S-400’lerin teslimatının 15 Temmuz darbe/işgal girişiminin 3. sene-i devriyesinde gerçekleşmesi, hain darbenin yönetildiği yerlerden birisi olan Mürted Askeri Havalimanı’na Türkiye’nin ilk hava savunma sisteminin Antonov’larla inmesi gerçekten çok şık anlamlıydı.
***
Rahmetli babam “Düşmanların olacaktır. Onların başından aşağı kaynar sular dökmek istiyorsan, hiç muhatap olma, onlara iyi günlerini göster bu yeterli” diye öğüt vermişti.
***
Başkan Erdoğan 15 Temmuz için “Her şerde bir hayır var” derken bunu kast ediyordu. Bile isteye onu da farklı anladılar. Anlam dünyalarında da zaten böyle değerler pek yoktur.
***
Türkiye bu hain darbe/işgal girişiminden sonra güvenlik konseptini de değiştirdi ve tehditleri ülke içinde göğüslemek yerine, kaynağında yok etme anlayışına geçti. Bu da bir milattı.
***
15 Temmuz’dan sadece 40 gün sonra, “öldü bitti” diye algı yapılan ordumuz, ÖSO ile birlikte DEAŞ’a dönük en etkili sınır ötesi operasyonu gerçekleştirdi: Fırat Kalkanı. Cerablus ve El Bab özgürleştirildi. Daha sonra da YPG/PKK’nın kontrolündeki Afrin.
***
Bu şundan da önemliydi. PKK, DEAŞ, DHKP-C ne ise PKK da oydu. Türkiye’yi teslim alma operasyonunda uluslararası güçlerin Proxy’leri olarak çalışıyorlardı. İstanbul Cumhuriyet Başsavcısı İrfan Fidan, Sabah’tan Kenan Kıran’a verdiği söyleşide Ocak ve Temmuz 2016 tarihleri arasının çok kritik olduğunu söylüyor.
***
Hatırlarsınız; bu dönem ülke bir korku tüneline sokulmak istendi. Bir yandan PKK, bir yandan DEAŞ ülkenin büyük şehirlerinde sivilleri, havalimanlarını, turistik bölgeleri hedef alıyordu. Taksim, Atatürk Havalimanı, Ortaköy, Beşiktaş ve Ankara’daki saldırıları hatırlayın.

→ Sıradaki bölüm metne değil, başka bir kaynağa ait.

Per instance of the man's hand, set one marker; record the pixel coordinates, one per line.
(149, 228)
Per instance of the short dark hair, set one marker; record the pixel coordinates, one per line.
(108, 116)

Tıpkı 12 Eylül darbesi öncesi yaşanan terör dalgası gibi bir darbeyi meşrulaştıracak iklimlendirmeyi yapıyorlardı. Buradan, bunların hepsinin de aynı üst aklı tarafından devreye sokulduğunu anlıyorduk.
Şerler bu şekilde hayra döndü. Allah 251 şehidimiz, gazilerimizden ve tüm milletimizden razı olsun. Tankları alkışlayanlar da önünde sonunda yaptıkları hatanın farkına varacaklardır.